Wie sind Sie auf Ihren Forschungsgegenstand gekommen?

Stachel: Ich habe eigentlich Chemie studiert und bin während meiner Diplomarbeit via Gammaspektroskopie (Messung des Spektrums der Gammastrahlung einer radioaktiven Strahlungsquelle, Anm.) in die Physik gerutscht – die mich bald viel mehr interessiert hat. Nach meiner Promotion hatte ich das Glück, mit einem Stipendium für ein Jahr in die USA gehen zu können.  


Wie ging es dann weiter?

Stachel: Aus dem einen Jahr wuerden letztendlich 13 Jahre, in denen ich bereits als Assistenzprofessorin und später Professorin an der Stony Brook University (US-Staat New York, Anm.) gearbeitet habe. 1996 erhielt ich eine Physikprofessur in Heidelberg, wo ich die Vorbereitungen für die LHC-Forschungen mit Kern-Kern-Kollisionen zur Produktion von Quark-Gluon-Plasma auf solide Füße gestellt habe. Gemeinsam mit anderen deutschen Gruppen entwickelten wir ein Detektorkonzept, haben die Finanzierung gesichert und die nötigen Detektoren schließlich gebaut.
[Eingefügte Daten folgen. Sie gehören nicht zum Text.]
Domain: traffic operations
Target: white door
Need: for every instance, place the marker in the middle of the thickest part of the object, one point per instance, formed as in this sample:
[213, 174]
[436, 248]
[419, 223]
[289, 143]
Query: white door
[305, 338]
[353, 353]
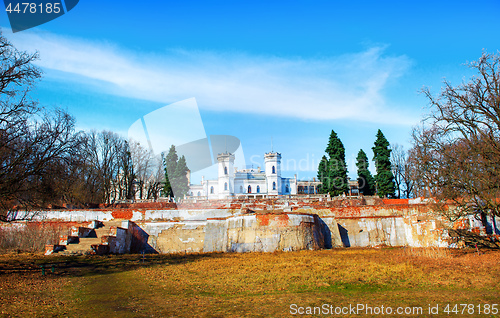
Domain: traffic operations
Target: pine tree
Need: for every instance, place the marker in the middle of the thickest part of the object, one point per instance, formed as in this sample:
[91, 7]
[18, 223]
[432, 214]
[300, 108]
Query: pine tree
[323, 175]
[366, 182]
[384, 178]
[169, 164]
[336, 173]
[181, 183]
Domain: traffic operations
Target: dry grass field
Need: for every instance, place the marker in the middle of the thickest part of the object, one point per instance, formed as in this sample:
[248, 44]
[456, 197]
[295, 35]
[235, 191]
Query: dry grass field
[251, 284]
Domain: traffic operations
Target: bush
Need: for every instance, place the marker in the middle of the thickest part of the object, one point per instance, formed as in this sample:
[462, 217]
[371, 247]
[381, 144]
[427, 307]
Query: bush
[30, 236]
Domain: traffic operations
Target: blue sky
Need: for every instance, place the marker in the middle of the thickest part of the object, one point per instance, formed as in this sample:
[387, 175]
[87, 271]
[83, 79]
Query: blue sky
[290, 71]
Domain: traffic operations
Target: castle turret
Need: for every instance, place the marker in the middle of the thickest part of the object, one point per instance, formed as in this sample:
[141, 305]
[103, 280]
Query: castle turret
[226, 174]
[273, 172]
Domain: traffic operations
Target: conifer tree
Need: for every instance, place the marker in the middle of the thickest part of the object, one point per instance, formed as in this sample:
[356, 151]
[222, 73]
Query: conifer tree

Worum geht es in Ihrer Lise-Meitner Lecture, was erwartet das Publikum?

Stachel: Ich erkläre, wie man so hohe Temperaturen im Labor messen kann. Außerdem möchte ich zeigen, wie man beweisen kann, dass Quarks und Gluonen unter diesen Bedingungen tatsächlich nicht gebunden sind, sondern sich über große Dimensionen frei bewegen können – eben wie im Zustand direkt nach dem Urknall.

 

Johanna Stachel ist gebürtige Münchnerin und Kern- sowie Teilchenphysikerin, die am Teilchenbeschleuniger LHC des Genfer CERN forscht. Sie lehrt an der Ruprecht-Karls-Universität Heidelberg und ist Sprecherin des Teilchenphysik-Forschungsprojekts ALICE. Darüber hinaus war Stachel von 2012 bis 2014 Präsidenten der Deutschen Physikalischen Gesellschaft.

Für eine Lise-Meitner Lecture kommt Johanna Stachel am 7. November nach Wien. In ihrem Vortrag „Erforschung von Urknallmaterie an der Weltmaschine LHC“ (18 Uhr, ÖAW-Festssal) berichtet sie über den Stand der Forschung. Im Anschluss an Stachels Vortrag wird die Ausstellung „Lise Meitner und ihre ‚Töchter‘. Physikerinnen stellen sich vor“ in der Aula der ÖAW eröffnet.

Lise Meitner Lecture am 7.11.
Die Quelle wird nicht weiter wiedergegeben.